Use a Standard or Roll Your Own?
There are always benefits to not reinventing the wheel, and this rule holds true when considering schemas for common business documents. However, though a sad prospect to consider, the wheel you're looking for may not have been invented yet. This is one area where I will offer some somewhat unqualified guidance. If you can find a schema that fits your purposes and has acceptance in your community as a standard, then by all means use it. If you can't find one that fits or if you find more than one and there is no consensus in your trading community or user base about which one is "standard," then you have at least a few different ways you can go. If one or more schemas might work but aren't universally accepted, there are a few criteria you could use to select among them. One criterion might be the number and quality of other programs, stylesheets, sample documents, and documentation available for the schemas. Another might be whether or not you can use the schemas on a royalty-free basis. If you do find an existing schema that is attractive from a number of these perspectives yet doesn't fully accommodate your data, it may still be a good fit for you if you can easily customize or extend it. However, if all else fails, don't have any hesitancy about developing your own schema.
Choosing or creating an XML format is an important decision, but your particular choice is probably not going to be extremely critical. If people don't like the formats you have selected, they can always perform transformations (particularly if you make it easy for them, as we'll discuss later in the chapter). Go back and review the first part of Chapter 10 on XSLT if you like; transformations are something we are going to live with for several years to come, if not forever. The rest of this section deals with general issues regarding designing your formats.
General Document Design Decisions
In Chapter 4 we discussed various issues regarding the design of XML documents that are independent of their schema representation. Here are a few of them again, from the perspective of designing your own documents.
Again, this list is not exhaustive. These are some of the major decisions you'll have to make, but I'm sure there will be others. The next issue has more to do with the data that you include in a document than a particular set of design choices.

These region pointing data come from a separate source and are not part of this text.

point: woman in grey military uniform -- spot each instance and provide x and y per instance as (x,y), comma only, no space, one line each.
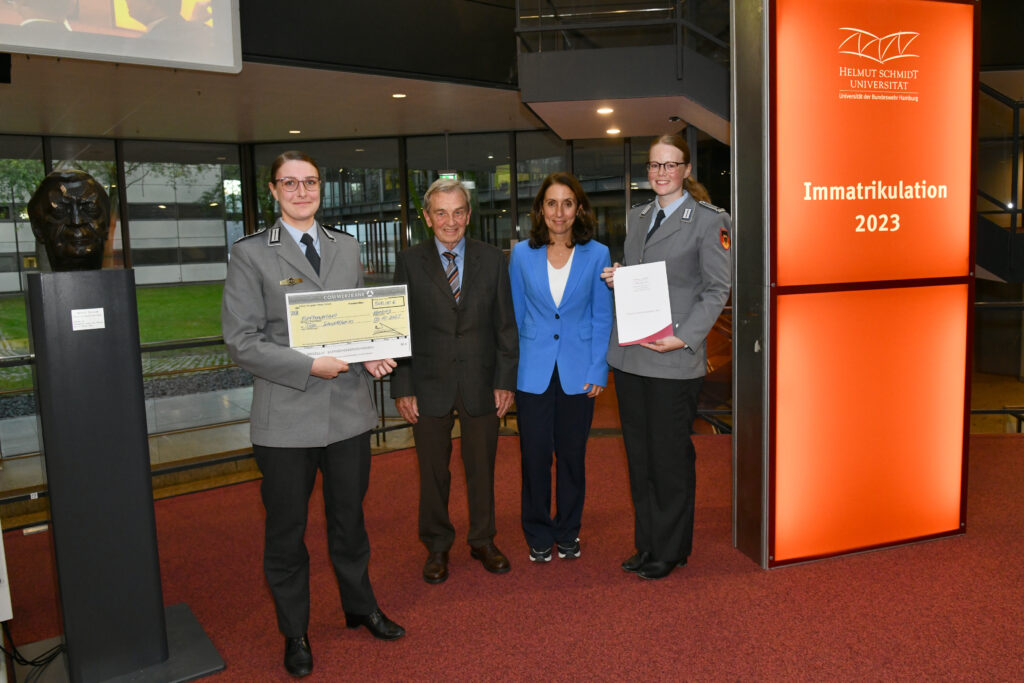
(307,415)
(657,382)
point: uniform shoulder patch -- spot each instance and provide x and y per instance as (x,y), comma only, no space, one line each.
(249,237)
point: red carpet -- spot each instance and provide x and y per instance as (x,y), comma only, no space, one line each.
(951,609)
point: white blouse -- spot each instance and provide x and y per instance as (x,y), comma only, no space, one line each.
(557,279)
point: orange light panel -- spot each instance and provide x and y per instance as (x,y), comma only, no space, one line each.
(873,97)
(869,418)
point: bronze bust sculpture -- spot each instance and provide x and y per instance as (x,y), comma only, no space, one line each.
(70,213)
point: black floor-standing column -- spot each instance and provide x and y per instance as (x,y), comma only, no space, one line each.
(84,331)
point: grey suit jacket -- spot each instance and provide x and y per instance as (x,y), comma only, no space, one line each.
(472,346)
(291,409)
(694,243)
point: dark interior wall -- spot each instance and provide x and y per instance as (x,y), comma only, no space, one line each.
(468,41)
(1001,28)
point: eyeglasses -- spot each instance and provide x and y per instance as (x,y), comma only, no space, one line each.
(669,166)
(291,184)
(458,214)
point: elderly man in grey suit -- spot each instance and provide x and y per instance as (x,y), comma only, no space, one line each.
(465,358)
(307,415)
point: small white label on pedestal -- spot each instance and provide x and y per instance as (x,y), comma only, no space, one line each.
(87,318)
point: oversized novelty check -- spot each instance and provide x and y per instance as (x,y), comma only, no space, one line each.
(366,324)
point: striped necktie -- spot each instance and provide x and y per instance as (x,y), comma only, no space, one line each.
(452,272)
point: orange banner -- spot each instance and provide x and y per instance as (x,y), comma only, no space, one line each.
(869,427)
(873,123)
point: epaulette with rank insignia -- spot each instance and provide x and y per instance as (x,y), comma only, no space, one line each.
(246,237)
(648,203)
(709,205)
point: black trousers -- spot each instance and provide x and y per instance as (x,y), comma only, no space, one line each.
(288,481)
(433,451)
(553,422)
(656,417)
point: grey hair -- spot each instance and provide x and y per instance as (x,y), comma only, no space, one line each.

Providing Identifying Information
This is probably more of a concern for electronic commerce applications than for application integration, but it may be an issue there too depending on the situation. In the EDI world, most EDI management systems rely on one or a few specific fields in an outbound document to look up the EDI- related details about the trading partner. This is usually a customer or vendor number and is used as a key to the trading partner setup in the EDI system.
Although the world of e-commerce using XML is still evolving, things may be slightly different in that world than they have been in the EDI world. There's a tendency among utilities that move XML around to just consider documents as payload and not look inside them. This is unlike EDI management systems that must examine the application data in order to transform it. The strategy you will have to follow will depend on the particular methods or systems used for data transport. The bottom line is that you may have requirements for providing identifying information within a document or by some external means such as specific file names, locations, or key values that are passed in method calls.
Schema design is a very broad and complex topic. As much as I would like to offer you my knowledge and opinions about it, I'm afraid it would qualify for another complete chapter, if not another book. I have to set an appropriate scope somewhere for a book that has already turned out longer than planned, so I'm going to point you elsewhere for details about schema design. There are several good resources listed at the end of the chapter. Beyond that I'll offer only a few general observations.
Despite what some authorities may tell you, no single technique is right for all circumstances. If you're going to design only one or a few schemas, probably any approach that provides the required validation will be adequate. This includes letting an IDE like XMLSPY or TurboXML generate a schema from a representative instance document as I discussed in Chapter 6. On the other end of the spectrum, if you are designing several documents for a fairly large system, you would be well served to take a more disciplined approach. I favor creating type library schemas containing simple and complex types that are reused in other schemas, similar to the approach discussed in Chapter 4 that was considered by X12 and OASIS. However, there are certainly other techniques.